As Hong Kong’s reversion to Chinese rule on July 1 approaches,  the American Chamber of Commerce there is optimistic about the territory’s business prospects for the future, Marc Blacker, a representative of the Hong Kong-based organization, said at a breakfast meeting in Atlanta May 7.

      But he added annual reviews of “most favored nation” (MFN) trading status with China is “just not necessary” annually, much less every six months as recently recommended by House Speaker Newt Gingrich (R-Ga.).  “If MFN were to be revoked, it would take 2 1/2 to 3% off of Hong’s Kong GDP, and as many as 80,000 people in Hong Kong would be put out of work,” he said.

      According to Mr. Blacker, participants in the recent Congressional delegation to Hong Kong, which was led by Mr. Gingrich, expressed interest in the flat tax system as a stimulus to the territory’s economy. The system involves a flat 16 1/2% tax rate for corporations and a 15% flat rate for individuals.

      “We told speaker Gingrich to send back a delegation to study this tax system,” he said, “but we’re not sure if he really listened to that idea.”

      Mr.
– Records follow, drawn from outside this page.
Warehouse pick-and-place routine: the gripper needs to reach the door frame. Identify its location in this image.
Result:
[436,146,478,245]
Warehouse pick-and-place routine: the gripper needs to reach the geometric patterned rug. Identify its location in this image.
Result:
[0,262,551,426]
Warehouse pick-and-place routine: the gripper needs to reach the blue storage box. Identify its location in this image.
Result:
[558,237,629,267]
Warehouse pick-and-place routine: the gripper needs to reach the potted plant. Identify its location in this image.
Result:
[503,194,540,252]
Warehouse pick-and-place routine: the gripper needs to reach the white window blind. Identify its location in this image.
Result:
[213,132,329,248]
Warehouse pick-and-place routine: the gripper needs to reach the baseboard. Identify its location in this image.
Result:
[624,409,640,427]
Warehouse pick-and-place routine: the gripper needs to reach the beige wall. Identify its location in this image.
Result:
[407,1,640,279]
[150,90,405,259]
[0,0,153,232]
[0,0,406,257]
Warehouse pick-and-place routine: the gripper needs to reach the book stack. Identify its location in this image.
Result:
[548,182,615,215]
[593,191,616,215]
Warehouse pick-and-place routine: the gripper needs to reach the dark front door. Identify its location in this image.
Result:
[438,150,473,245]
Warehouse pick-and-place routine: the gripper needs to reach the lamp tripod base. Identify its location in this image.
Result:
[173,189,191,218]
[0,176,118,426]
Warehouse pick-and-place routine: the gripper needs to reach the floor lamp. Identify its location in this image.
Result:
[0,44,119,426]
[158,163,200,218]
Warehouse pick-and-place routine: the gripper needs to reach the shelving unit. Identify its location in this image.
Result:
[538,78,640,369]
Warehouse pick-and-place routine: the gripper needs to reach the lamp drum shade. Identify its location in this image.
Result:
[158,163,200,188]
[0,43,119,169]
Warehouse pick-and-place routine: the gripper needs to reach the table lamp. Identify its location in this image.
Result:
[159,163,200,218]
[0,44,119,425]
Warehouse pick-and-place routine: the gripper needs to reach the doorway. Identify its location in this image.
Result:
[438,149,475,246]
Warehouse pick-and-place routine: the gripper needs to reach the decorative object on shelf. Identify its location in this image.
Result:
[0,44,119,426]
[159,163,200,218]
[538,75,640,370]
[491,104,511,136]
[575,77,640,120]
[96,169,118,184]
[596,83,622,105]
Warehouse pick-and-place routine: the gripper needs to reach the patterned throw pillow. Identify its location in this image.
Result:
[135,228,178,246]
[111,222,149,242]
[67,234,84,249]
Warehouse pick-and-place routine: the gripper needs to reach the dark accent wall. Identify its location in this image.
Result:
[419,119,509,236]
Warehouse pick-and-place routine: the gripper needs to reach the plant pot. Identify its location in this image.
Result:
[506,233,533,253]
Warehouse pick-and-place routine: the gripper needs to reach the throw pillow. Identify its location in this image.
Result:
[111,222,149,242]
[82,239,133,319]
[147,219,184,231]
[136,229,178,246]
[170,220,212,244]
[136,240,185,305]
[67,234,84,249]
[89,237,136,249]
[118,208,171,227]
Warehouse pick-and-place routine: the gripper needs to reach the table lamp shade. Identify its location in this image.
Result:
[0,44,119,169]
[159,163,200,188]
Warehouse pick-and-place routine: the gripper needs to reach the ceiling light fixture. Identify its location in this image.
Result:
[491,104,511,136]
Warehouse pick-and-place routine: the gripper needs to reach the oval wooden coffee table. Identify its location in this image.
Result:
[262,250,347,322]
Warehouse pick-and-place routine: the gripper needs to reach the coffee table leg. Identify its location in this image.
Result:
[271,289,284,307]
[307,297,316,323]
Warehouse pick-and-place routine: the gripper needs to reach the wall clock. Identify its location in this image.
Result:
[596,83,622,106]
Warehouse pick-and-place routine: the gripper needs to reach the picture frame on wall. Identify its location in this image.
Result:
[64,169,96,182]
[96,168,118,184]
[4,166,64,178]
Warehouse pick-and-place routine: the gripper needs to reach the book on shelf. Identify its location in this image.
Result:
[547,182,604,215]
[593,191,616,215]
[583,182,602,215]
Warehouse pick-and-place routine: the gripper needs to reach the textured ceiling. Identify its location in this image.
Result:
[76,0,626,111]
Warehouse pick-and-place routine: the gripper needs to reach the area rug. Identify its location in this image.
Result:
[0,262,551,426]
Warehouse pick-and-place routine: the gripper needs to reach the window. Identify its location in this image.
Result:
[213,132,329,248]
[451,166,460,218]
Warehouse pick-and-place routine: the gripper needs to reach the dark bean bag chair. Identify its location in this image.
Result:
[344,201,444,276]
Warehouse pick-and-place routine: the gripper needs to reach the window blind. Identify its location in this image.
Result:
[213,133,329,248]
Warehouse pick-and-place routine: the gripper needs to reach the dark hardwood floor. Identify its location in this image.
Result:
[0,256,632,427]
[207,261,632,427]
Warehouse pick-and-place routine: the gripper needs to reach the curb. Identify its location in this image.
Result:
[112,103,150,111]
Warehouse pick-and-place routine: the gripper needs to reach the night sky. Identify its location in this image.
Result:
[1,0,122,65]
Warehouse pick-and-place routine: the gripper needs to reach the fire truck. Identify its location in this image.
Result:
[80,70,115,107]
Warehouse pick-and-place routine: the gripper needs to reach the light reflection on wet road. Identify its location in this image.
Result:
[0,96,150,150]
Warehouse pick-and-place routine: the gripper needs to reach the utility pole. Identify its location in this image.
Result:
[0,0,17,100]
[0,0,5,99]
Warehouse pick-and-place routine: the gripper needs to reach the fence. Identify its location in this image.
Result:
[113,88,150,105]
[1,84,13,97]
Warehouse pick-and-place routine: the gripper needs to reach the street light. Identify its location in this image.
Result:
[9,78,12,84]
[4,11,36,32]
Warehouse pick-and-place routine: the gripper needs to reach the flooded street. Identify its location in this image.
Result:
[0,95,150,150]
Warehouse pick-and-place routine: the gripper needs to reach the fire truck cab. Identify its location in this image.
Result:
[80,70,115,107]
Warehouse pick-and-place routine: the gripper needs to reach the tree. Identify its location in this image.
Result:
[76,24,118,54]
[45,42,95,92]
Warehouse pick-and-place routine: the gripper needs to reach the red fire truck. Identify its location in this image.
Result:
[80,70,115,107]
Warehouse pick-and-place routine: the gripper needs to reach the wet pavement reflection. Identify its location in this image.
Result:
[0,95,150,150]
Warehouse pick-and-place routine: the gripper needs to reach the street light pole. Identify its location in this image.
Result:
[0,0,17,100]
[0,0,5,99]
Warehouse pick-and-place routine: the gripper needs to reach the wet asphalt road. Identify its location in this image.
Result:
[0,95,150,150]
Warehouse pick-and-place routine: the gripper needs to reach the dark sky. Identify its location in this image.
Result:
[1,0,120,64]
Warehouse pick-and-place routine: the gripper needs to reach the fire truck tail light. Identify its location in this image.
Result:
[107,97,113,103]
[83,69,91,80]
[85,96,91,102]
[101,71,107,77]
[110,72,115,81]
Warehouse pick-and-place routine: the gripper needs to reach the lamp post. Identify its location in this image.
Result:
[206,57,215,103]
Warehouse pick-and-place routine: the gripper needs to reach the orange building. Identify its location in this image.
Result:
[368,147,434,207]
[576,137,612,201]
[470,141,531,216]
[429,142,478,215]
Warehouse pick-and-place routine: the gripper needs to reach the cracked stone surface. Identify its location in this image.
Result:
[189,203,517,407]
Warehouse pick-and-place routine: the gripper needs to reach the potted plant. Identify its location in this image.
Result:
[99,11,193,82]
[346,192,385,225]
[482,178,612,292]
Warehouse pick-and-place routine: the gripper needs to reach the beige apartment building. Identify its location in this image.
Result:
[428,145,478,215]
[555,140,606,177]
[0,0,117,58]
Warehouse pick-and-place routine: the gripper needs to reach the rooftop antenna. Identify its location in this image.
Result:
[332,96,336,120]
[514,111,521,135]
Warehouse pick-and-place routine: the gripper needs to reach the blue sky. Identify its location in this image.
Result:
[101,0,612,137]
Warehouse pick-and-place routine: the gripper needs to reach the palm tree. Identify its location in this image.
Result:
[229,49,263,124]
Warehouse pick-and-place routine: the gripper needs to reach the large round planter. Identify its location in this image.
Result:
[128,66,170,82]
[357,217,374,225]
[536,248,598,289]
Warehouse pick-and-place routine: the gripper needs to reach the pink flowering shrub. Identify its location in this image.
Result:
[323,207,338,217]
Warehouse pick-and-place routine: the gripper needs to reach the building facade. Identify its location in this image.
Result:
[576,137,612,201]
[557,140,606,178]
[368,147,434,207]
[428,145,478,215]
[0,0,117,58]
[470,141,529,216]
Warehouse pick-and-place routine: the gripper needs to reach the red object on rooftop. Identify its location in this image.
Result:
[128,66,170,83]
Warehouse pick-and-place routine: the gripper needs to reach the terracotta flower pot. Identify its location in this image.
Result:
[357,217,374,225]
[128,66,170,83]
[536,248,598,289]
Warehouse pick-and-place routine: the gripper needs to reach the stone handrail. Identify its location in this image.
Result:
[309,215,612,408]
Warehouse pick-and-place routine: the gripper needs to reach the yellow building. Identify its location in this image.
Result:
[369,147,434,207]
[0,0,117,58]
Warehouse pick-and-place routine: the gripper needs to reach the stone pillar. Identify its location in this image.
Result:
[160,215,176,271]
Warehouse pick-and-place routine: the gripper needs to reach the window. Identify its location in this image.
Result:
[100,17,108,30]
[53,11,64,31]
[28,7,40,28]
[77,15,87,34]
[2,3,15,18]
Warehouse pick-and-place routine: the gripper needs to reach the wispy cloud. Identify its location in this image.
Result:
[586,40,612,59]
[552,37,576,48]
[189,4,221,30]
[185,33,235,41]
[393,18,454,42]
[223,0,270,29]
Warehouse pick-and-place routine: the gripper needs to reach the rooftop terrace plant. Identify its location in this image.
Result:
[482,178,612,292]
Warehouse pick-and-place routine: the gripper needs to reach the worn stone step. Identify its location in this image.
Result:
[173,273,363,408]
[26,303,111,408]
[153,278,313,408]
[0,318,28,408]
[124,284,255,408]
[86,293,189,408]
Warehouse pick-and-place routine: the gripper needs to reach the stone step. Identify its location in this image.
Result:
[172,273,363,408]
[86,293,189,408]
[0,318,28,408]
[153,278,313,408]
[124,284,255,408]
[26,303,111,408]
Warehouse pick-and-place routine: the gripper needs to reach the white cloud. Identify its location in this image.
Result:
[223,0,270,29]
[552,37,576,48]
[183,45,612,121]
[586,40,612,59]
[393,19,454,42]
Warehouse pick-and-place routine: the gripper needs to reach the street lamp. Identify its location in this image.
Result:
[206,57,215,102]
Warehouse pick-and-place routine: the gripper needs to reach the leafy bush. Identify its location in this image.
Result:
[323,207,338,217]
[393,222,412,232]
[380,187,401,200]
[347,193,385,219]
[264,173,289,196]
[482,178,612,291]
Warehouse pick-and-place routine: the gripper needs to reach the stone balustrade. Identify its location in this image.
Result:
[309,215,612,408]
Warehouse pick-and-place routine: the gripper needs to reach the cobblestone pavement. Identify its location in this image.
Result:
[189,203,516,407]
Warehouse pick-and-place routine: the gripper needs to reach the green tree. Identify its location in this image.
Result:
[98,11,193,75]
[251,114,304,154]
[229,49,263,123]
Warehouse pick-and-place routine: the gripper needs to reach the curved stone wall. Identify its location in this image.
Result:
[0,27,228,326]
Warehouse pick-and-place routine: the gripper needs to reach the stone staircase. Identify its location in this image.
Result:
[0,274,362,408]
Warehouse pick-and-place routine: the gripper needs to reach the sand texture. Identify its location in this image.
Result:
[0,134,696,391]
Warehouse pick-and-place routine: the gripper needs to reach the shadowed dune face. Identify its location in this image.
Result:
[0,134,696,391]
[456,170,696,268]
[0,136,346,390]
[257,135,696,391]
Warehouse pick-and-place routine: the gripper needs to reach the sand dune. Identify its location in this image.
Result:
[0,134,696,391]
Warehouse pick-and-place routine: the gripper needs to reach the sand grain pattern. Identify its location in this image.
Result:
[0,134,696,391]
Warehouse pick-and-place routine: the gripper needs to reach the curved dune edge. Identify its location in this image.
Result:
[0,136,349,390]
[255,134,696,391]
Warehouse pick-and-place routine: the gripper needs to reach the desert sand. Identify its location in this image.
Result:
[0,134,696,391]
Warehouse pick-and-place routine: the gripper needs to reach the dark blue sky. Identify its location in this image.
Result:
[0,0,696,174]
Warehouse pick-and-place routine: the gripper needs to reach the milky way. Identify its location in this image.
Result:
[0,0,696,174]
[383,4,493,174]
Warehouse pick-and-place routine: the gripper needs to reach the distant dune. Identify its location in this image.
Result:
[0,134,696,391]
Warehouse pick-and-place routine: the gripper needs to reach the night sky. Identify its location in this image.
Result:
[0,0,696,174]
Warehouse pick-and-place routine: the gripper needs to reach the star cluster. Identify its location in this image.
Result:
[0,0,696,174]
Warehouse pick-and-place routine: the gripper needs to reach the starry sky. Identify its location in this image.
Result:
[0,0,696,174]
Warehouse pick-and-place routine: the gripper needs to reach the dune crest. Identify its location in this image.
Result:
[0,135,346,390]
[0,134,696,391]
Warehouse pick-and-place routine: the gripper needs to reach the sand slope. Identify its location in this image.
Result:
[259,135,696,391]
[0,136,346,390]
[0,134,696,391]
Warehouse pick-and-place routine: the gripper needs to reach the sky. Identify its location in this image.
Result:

Blacker, a former general manager of the American Express Bank in Asia, is a vice president of the chamber , which has some 2,800 members.  The meeting was held at the Metro Atlanta Chamber of Commerce.

      A survey of the American chamber’s members revealed widespread confidence about the reversion Chinese rule on July 1, according to Mr. Blacker.  Any fears people may have for their future in Hong Kong, he added, are mitigated by the significant presence of Americans and U.S. companies.  He said that there were 36,000 U.S. passport carriers living in Hong Kong and more than 1,000 U.S. companies based there, with 400 having their regional offices in the territory.

      Significant trade between Hong Kong and the U.S. also allays business fears, he said.  The U.S. exports $14 billion to Hong Kong and imports $10 billion from the territory, making the U.S. its second largest trading partner after China, he added.